Jitendra Singh announces Rs 720-crore quantum fabrication facilities at IISc Bengaluru, 3 IITs
Press Trust of India | November 24, 2025 | 09:49 PM IST | 1 min read
The facilities will be open not only to NQM investigators but also to academia, industry, start-ups, and strategic sectors across India, the minister said.
NEW DELHI: Science and Technology Minister Jitendra Singh on Monday announced the establishment of four Quantum Fabrication and Central Facilities worth Rs 720 crore at IIT-Bombay, IISc-Bengaluru, IIT-Kanpur and IIT-Delhi under the National Quantum Mission (NQM).
Singh, during a visit to IIT-Bombay , said these cutting-edge facilities mark a decisive leap in India's journey toward technological sovereignty, positioning the nation among the select global leaders advancing next-generation quantum technologies .
Singh said the new fabrication and characterisation capabilities, spanning quantum sensing, quantum computing , and quantum materials, will serve as the foundational hardware ecosystem needed to build sovereign, secure, scalable quantum devices and systems within the country.
IIT Delhi will host India's quantum device development ecosystem: Singh
These facilities, he said, will be open not only to NQM investigators but also to academia, industry, start-ups, and strategic sectors across India. "These facilities will empower India to design, fabricate and scale its own quantum technologies, ushering in an era of sovereign, secure and world-class scientific innovation," the minister said.
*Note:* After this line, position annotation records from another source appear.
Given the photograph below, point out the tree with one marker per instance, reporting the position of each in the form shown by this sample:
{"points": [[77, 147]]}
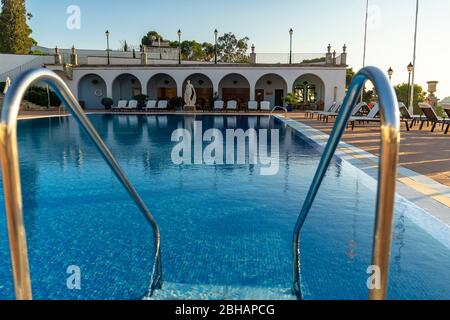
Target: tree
{"points": [[402, 91], [150, 37], [232, 49], [14, 31]]}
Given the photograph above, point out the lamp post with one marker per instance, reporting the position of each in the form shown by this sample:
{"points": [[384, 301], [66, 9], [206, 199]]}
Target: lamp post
{"points": [[291, 32], [410, 69], [216, 33], [411, 99], [179, 46], [107, 46], [390, 73]]}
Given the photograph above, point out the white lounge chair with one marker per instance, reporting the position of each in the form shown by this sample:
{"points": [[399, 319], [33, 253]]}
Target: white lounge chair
{"points": [[311, 113], [371, 117], [151, 105], [430, 117], [162, 104], [218, 105], [252, 122], [231, 122], [265, 106], [253, 106], [356, 109], [122, 105], [232, 105], [132, 105]]}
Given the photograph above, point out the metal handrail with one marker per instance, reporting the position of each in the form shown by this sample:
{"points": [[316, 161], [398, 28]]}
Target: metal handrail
{"points": [[390, 136], [11, 176]]}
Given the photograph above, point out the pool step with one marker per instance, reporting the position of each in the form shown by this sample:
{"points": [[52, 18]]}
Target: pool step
{"points": [[176, 291]]}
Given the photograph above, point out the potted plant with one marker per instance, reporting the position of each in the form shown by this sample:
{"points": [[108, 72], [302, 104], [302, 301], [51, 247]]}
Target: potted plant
{"points": [[291, 100], [142, 100], [176, 103], [107, 103]]}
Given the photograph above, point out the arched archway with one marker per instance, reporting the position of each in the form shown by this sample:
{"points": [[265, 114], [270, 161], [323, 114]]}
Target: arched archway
{"points": [[204, 89], [162, 87], [125, 87], [310, 89], [235, 87], [91, 91], [271, 87]]}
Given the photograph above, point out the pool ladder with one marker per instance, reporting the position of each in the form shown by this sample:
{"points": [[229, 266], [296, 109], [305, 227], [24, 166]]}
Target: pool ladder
{"points": [[11, 176], [390, 142]]}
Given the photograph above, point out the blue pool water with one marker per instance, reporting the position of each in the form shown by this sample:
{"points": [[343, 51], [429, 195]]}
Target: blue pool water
{"points": [[221, 225]]}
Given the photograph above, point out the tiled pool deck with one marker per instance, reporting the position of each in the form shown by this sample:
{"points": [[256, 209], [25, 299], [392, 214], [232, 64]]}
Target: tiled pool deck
{"points": [[424, 173]]}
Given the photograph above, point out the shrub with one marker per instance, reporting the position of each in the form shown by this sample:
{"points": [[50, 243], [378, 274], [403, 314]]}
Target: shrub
{"points": [[39, 96], [107, 103]]}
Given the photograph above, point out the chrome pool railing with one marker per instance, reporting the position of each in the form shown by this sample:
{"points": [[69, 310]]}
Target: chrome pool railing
{"points": [[390, 142], [11, 176]]}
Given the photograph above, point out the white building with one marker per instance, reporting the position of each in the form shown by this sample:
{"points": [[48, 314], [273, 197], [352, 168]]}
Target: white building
{"points": [[319, 83]]}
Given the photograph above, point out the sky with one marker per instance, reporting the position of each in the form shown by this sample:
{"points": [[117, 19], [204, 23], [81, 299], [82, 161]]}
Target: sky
{"points": [[266, 22]]}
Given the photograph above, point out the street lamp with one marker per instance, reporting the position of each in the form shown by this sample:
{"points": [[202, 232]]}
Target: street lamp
{"points": [[390, 73], [216, 33], [107, 46], [410, 69], [179, 46], [291, 32]]}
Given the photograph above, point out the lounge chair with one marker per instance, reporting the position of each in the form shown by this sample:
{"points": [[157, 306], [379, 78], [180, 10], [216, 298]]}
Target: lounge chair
{"points": [[218, 105], [252, 122], [253, 106], [356, 110], [162, 104], [407, 116], [446, 107], [122, 105], [232, 105], [132, 105], [311, 113], [334, 110], [232, 122], [265, 106], [151, 105], [430, 116], [371, 117]]}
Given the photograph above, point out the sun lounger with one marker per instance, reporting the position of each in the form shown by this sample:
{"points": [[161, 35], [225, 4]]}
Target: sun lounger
{"points": [[122, 105], [218, 105], [430, 116], [265, 106], [371, 117], [162, 104], [232, 105], [252, 106], [132, 105], [311, 113], [151, 105], [446, 107]]}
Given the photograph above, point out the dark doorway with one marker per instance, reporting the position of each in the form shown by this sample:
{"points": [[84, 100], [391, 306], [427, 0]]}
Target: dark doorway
{"points": [[279, 96]]}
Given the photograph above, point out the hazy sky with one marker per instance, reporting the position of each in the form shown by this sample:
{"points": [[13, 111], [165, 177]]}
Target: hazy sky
{"points": [[266, 22]]}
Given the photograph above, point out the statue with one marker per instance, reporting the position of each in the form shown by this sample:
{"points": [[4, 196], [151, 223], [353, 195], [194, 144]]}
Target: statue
{"points": [[190, 96], [7, 85]]}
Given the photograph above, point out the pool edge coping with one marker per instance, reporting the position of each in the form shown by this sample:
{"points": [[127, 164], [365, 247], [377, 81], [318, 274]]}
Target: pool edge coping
{"points": [[412, 186]]}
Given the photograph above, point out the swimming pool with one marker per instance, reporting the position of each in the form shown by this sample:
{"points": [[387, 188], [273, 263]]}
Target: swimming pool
{"points": [[223, 226]]}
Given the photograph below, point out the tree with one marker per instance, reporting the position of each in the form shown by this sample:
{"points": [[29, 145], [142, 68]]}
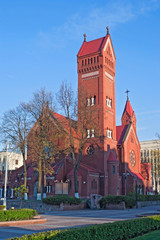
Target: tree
{"points": [[39, 138], [80, 117], [15, 128]]}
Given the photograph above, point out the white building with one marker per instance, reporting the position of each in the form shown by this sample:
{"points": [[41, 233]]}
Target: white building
{"points": [[150, 152], [15, 160]]}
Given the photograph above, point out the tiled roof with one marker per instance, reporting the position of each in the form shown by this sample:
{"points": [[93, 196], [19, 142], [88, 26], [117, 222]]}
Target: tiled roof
{"points": [[88, 168], [92, 46], [128, 108], [120, 133], [137, 175]]}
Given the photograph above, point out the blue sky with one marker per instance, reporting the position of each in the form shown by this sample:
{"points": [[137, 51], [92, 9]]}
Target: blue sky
{"points": [[39, 40]]}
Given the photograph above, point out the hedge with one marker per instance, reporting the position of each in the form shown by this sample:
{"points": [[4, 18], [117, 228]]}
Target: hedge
{"points": [[58, 199], [18, 214], [130, 201], [110, 231]]}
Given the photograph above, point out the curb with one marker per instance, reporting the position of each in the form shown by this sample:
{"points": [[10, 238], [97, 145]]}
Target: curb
{"points": [[22, 222]]}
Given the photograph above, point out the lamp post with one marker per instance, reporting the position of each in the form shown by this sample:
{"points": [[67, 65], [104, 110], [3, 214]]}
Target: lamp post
{"points": [[5, 179]]}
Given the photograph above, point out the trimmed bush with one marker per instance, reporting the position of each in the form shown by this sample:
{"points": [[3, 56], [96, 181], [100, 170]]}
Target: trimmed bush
{"points": [[18, 214], [129, 201], [58, 199], [2, 207], [111, 231]]}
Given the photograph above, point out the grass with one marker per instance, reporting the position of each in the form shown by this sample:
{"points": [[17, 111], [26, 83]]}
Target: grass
{"points": [[155, 235]]}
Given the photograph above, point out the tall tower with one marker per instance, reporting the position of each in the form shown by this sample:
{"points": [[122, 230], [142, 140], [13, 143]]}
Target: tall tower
{"points": [[96, 74]]}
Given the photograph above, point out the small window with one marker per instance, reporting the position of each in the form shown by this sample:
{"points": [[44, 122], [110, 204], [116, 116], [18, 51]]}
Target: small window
{"points": [[113, 169], [109, 133], [92, 135], [92, 101], [88, 133], [109, 102], [88, 101]]}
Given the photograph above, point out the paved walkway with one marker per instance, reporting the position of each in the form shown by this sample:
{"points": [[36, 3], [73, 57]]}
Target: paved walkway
{"points": [[67, 219]]}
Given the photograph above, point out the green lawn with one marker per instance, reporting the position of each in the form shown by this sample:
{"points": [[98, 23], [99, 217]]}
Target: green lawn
{"points": [[149, 236]]}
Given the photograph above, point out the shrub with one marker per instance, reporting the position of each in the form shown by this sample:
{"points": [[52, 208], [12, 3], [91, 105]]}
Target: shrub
{"points": [[18, 214], [2, 207], [129, 201], [58, 199], [110, 231], [142, 198]]}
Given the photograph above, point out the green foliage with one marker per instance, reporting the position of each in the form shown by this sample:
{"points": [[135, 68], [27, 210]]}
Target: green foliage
{"points": [[18, 214], [19, 192], [143, 198], [149, 236], [129, 201], [2, 207], [110, 231], [58, 199]]}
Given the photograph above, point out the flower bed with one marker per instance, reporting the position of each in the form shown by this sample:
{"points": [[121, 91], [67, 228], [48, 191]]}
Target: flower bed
{"points": [[110, 231], [106, 200], [18, 214]]}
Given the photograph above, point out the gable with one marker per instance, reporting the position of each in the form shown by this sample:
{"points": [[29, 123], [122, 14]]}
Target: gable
{"points": [[91, 47], [134, 134], [109, 45]]}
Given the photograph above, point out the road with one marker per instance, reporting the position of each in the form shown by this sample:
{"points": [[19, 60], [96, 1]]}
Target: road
{"points": [[77, 218]]}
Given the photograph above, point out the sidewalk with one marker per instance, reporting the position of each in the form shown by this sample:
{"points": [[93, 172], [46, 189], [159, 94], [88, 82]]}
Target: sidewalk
{"points": [[77, 218]]}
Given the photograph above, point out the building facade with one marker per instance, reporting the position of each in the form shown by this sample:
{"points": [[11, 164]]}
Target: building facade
{"points": [[111, 163], [150, 153]]}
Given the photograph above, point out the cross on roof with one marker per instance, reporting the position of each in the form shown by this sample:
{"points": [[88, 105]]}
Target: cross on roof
{"points": [[127, 91]]}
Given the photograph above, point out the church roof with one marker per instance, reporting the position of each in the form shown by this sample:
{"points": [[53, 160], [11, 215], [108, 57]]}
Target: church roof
{"points": [[120, 133], [136, 175], [65, 123], [91, 46], [128, 108], [112, 157]]}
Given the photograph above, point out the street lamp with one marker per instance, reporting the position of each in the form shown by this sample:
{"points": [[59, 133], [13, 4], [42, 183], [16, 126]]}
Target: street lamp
{"points": [[5, 179]]}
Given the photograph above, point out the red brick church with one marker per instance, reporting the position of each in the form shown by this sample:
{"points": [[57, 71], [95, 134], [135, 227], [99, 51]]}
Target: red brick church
{"points": [[114, 168]]}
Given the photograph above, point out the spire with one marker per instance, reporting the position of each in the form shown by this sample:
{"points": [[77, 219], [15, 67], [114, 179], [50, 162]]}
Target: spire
{"points": [[127, 91], [128, 108]]}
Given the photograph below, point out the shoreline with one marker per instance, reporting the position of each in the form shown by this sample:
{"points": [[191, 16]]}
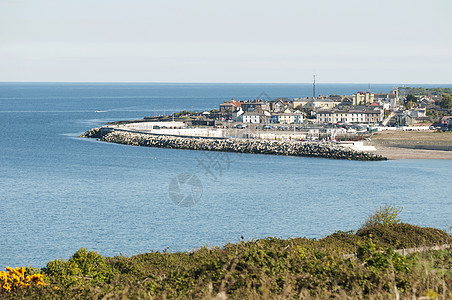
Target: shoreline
{"points": [[252, 146], [398, 152], [413, 145]]}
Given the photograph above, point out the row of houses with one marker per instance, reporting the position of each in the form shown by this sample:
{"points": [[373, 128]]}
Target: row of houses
{"points": [[373, 116], [277, 118]]}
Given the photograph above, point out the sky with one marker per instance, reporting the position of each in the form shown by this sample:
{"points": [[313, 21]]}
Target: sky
{"points": [[347, 41]]}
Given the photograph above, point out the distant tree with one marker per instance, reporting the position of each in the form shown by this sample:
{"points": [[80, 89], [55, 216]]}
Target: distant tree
{"points": [[447, 101], [411, 97], [410, 101]]}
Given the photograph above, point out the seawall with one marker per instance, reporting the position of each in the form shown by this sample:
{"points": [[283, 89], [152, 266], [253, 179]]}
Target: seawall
{"points": [[292, 148]]}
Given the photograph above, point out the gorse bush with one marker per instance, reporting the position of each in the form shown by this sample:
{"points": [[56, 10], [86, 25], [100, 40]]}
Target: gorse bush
{"points": [[17, 278], [387, 215], [344, 265], [84, 266]]}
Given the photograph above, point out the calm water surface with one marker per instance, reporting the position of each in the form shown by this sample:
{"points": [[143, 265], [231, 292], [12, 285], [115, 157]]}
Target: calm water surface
{"points": [[60, 193]]}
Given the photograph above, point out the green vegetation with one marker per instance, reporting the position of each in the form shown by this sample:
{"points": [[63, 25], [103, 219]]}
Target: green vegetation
{"points": [[420, 91], [268, 268], [387, 215], [447, 101]]}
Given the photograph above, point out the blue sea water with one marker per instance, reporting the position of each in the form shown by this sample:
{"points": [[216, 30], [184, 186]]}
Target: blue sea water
{"points": [[59, 193]]}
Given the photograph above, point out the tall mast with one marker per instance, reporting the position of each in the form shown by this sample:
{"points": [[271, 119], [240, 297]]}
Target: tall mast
{"points": [[313, 89]]}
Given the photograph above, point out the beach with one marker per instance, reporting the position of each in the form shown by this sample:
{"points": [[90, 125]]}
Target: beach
{"points": [[413, 145]]}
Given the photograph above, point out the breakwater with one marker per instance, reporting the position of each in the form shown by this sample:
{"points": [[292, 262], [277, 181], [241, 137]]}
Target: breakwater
{"points": [[292, 148]]}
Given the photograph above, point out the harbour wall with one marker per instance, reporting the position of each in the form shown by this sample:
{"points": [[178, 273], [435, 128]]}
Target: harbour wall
{"points": [[256, 146]]}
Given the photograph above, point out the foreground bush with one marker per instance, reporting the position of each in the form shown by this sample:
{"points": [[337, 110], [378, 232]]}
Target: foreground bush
{"points": [[268, 268]]}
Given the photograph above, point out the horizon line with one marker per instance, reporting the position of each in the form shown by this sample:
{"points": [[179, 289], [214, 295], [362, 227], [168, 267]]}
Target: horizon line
{"points": [[201, 82]]}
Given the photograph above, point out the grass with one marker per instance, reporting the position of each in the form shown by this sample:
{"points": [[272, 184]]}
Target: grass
{"points": [[269, 268]]}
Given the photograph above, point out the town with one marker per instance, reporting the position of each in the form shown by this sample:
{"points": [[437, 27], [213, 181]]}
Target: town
{"points": [[314, 118]]}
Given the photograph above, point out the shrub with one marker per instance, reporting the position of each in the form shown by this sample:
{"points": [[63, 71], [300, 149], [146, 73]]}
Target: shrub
{"points": [[387, 215], [84, 266], [16, 278]]}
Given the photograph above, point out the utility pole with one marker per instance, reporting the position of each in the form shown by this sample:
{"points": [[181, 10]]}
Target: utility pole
{"points": [[313, 89]]}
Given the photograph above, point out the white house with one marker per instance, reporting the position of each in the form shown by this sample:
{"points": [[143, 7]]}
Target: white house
{"points": [[251, 117]]}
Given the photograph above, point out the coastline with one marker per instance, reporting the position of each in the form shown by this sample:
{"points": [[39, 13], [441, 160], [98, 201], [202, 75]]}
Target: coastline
{"points": [[413, 145], [239, 145], [394, 152]]}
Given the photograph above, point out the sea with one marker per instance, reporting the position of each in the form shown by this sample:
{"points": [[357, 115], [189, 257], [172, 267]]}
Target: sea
{"points": [[60, 193]]}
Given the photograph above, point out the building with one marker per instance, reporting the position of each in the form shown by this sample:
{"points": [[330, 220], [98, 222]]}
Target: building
{"points": [[231, 106], [252, 117], [287, 118], [315, 104], [390, 99], [255, 105], [361, 98], [279, 105], [350, 116]]}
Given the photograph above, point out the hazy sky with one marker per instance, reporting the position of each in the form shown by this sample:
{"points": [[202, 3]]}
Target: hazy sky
{"points": [[385, 41]]}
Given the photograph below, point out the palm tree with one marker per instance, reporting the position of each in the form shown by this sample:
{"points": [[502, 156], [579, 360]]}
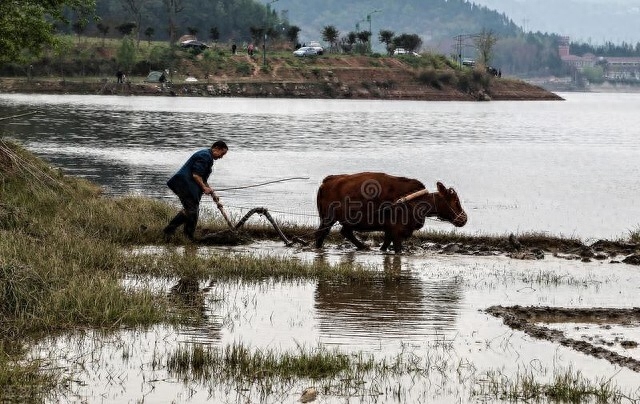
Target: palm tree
{"points": [[386, 37]]}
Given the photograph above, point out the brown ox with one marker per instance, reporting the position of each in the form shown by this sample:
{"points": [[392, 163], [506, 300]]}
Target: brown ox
{"points": [[380, 202]]}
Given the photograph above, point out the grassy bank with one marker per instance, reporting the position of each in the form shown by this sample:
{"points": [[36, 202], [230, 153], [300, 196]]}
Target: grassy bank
{"points": [[65, 249], [63, 255], [88, 66]]}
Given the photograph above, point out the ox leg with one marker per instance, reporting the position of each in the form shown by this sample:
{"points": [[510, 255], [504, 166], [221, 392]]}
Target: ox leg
{"points": [[323, 232], [387, 241], [347, 232]]}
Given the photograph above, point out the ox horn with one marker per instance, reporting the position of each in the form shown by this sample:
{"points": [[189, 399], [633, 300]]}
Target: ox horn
{"points": [[409, 197]]}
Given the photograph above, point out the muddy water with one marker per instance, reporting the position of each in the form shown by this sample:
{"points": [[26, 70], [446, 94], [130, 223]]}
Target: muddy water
{"points": [[427, 306], [567, 168]]}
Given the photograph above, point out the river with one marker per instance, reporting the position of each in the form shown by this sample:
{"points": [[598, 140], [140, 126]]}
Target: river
{"points": [[567, 168]]}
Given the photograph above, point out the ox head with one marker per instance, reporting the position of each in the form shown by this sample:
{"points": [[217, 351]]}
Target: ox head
{"points": [[449, 207]]}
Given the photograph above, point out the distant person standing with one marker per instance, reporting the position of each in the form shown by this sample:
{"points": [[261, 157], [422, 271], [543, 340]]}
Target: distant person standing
{"points": [[189, 184]]}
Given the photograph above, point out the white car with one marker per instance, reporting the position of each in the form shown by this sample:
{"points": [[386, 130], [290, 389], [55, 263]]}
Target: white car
{"points": [[305, 51], [316, 45]]}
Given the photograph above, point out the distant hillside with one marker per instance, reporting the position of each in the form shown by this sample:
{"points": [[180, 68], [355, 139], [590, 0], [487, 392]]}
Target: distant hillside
{"points": [[432, 20], [593, 21]]}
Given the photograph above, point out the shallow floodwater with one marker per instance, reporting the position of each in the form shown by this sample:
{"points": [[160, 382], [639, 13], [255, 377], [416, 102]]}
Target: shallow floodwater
{"points": [[566, 168], [429, 307]]}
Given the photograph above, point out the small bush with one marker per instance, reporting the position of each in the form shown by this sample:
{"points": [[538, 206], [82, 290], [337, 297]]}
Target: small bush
{"points": [[244, 69]]}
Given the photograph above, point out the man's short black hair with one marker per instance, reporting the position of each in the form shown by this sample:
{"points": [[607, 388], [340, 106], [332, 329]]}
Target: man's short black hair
{"points": [[220, 145]]}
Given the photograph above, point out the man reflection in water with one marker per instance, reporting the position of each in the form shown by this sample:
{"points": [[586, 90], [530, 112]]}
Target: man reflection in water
{"points": [[189, 183]]}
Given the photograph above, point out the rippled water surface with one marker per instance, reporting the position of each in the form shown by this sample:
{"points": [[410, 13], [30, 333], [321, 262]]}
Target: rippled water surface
{"points": [[569, 168], [566, 168]]}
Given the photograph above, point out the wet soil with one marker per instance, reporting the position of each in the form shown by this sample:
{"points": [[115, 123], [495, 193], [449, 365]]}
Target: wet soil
{"points": [[523, 247], [529, 319]]}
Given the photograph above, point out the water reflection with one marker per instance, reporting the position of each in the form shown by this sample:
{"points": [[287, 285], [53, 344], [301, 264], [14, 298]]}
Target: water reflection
{"points": [[518, 166], [396, 305]]}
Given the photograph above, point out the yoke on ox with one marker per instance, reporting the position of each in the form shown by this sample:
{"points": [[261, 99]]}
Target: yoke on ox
{"points": [[380, 202]]}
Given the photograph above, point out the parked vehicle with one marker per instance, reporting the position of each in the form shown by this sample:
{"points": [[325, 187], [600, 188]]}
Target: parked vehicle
{"points": [[468, 62], [305, 51], [316, 45]]}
Singh said that IIT-Bombay and IIT-Kanpur will anchor the quantum sensing and metrology infrastructure; IISc-Bengaluru and IIT-Bombay will advance quantum computing fabrication using superconducting, photonic and spin qubits; and IIT-Delhi will host India's quantum materials and device development ecosystem.
"These capabilities will create a controlled environment for prototyping indigenous quantum devices, supporting translational research, and training the next generation of quantum hardware experts," the minister said. Singh said that the Rs 720 crore quantum facilities will act as a springboard for India to build globally competitive quantum hardware.